What it does not cover: design-heavy studio work where floral and creative direction is the majority of the service, destination-only models, or white-glove celebrity planning. Those are their own animals with their own economics.

Pricing models, and when each one fits

There are three real models planners use. Most planners combine them.

Package pricing. Tiered flat fees for defined services. Typical tiers: Day-of coordination, partial planning, full planning. In the current market in secondary cities (Austin, Nashville, Denver, Charlotte), rough ranges:

  • Day-of coordination: $1,800 to $3,500
  • Partial planning: $3,500 to $7,500
  • Full planning: $7,500 to $18,000

In primary markets (NYC, LA, Chicago, Dallas) add 30 to 60 percent. In luxury markets or with destination clients, multiply.

Package pricing is good for the client because it is predictable. It is good for you if you have scoped the work accurately. It goes wrong when the client's wedding is more complex than the package assumes and you end up absorbing twenty hours of scope creep.

Percentage of wedding budget. Historically 10 to 20 percent of the total wedding cost. Common for full-planning in luxury markets. Clean logic: more expensive wedding, more vendors, more complexity, more fee. Downside: clients hate it because it looks like you are incentivized to push budgets up.
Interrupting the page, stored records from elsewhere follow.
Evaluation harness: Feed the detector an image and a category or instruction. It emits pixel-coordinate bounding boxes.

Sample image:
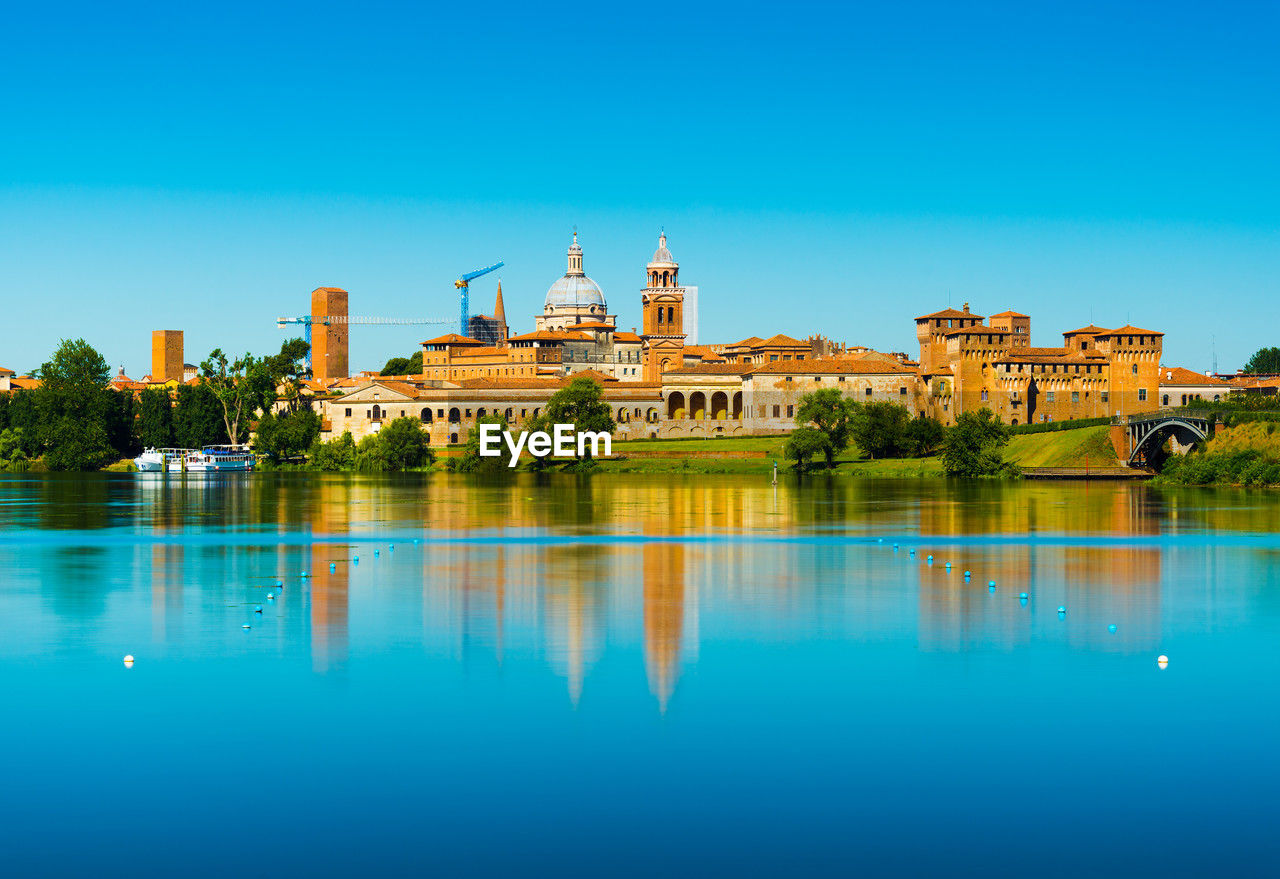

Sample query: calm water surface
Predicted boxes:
[0,475,1280,876]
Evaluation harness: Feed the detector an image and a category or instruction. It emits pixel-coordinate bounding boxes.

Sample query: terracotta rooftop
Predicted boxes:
[1106,324,1164,335]
[507,330,591,342]
[915,308,983,320]
[422,333,484,345]
[943,324,1012,335]
[755,360,911,375]
[1160,366,1231,388]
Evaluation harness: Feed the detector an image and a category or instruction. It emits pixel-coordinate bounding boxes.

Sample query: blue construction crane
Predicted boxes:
[275,315,453,371]
[453,262,506,335]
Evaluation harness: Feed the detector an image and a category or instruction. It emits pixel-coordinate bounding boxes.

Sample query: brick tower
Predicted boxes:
[151,330,182,383]
[311,287,348,381]
[640,233,685,381]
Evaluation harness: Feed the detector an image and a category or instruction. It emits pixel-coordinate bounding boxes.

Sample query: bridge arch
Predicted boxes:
[1126,416,1210,467]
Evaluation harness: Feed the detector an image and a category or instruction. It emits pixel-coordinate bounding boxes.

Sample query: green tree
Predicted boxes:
[253,408,320,461]
[453,415,511,473]
[942,407,1018,479]
[200,348,276,443]
[173,384,230,449]
[906,412,947,457]
[32,339,122,470]
[782,427,831,473]
[137,388,174,449]
[796,388,858,467]
[356,418,435,472]
[380,348,422,375]
[836,401,911,458]
[1242,347,1280,375]
[0,427,27,470]
[307,430,356,471]
[539,377,616,461]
I have seen this work at the top end, where clients expect a 15 percent planner fee and the wedding is $250,000 plus. I have also seen it backfire at the middle, where clients want transparency and the percentage feels arbitrary.

Hourly. The safety valve. Rates run $75 to $250 an hour depending on market and experience. Use this for consulting engagements, contract-reviews for DIY couples, or as overage billing when a package client exceeds the included hours.

Pure hourly for a full wedding is a bad idea. Clients cannot commit to an open-ended fee, and they will micromanage your time. Use it as the backup on package deals and for small engagements.

My recommended model for most solo planners: Package pricing as primary, hourly as overage. Publish the day-of and partial tiers, keep full planning custom-quoted. Your proposal process is the differentiator.

How to quote a wedding without losing money

The quoting process determines whether the wedding is profitable before the first planning call. Here is the structure I used at my shop:

Step 1. Qualifying form. A short intake on your website with budget range, guest count, venue or city, wedding date, and cultural or religious elements. This weeds out the clients who cannot afford your lowest tier before you spend time on them.

Step 2. Twenty-minute discovery call. Video or phone. You are not selling. You are listening for complexity flags: blended families, two ceremonies, destination elements, dietary restrictions across a large guest count, accessibility needs, cultural requirements. Each flag adds hours. Each hour is money.

Step 3. Written proposal within forty-eight hours. Three tiers if you are packaging. Include: scope, hours estimate, payment schedule, key exclusions. The exclusions are important. List what you do not do: travel coordination, officiant booking, hair and makeup sourcing, unless it is in the package.

Step 4. Follow-up in five to seven days if they have not responded. Not pushy. One email with a soft deadline ("holding the date for another week").

Step 5. Contract and deposit the same day they say yes. Do not book another call to "go over details." The client who wants to delay the contract is the client who will later ask to renegotiate.

The rule I used: my minimum package assumed 80 hours of my time. If the discovery call surfaced more than two complexity flags, I added a $500 complexity premium or quoted a higher tier. Over five years, this was the difference between a solid year and a barely break-even year.

The math of running 10, 20, or 30 weddings a year

The honest numbers from my shop and from planners I interviewed for this piece. Assume solo with occasional day-of assistant help.

Ten weddings a year. Average package $5,500. Revenue $55,000. Expenses (tools, insurance, marketing, assistant day-rate for ten weddings): $8,000 to $12,000. Net: $43,000 to $47,000. This is a side business or a startup year.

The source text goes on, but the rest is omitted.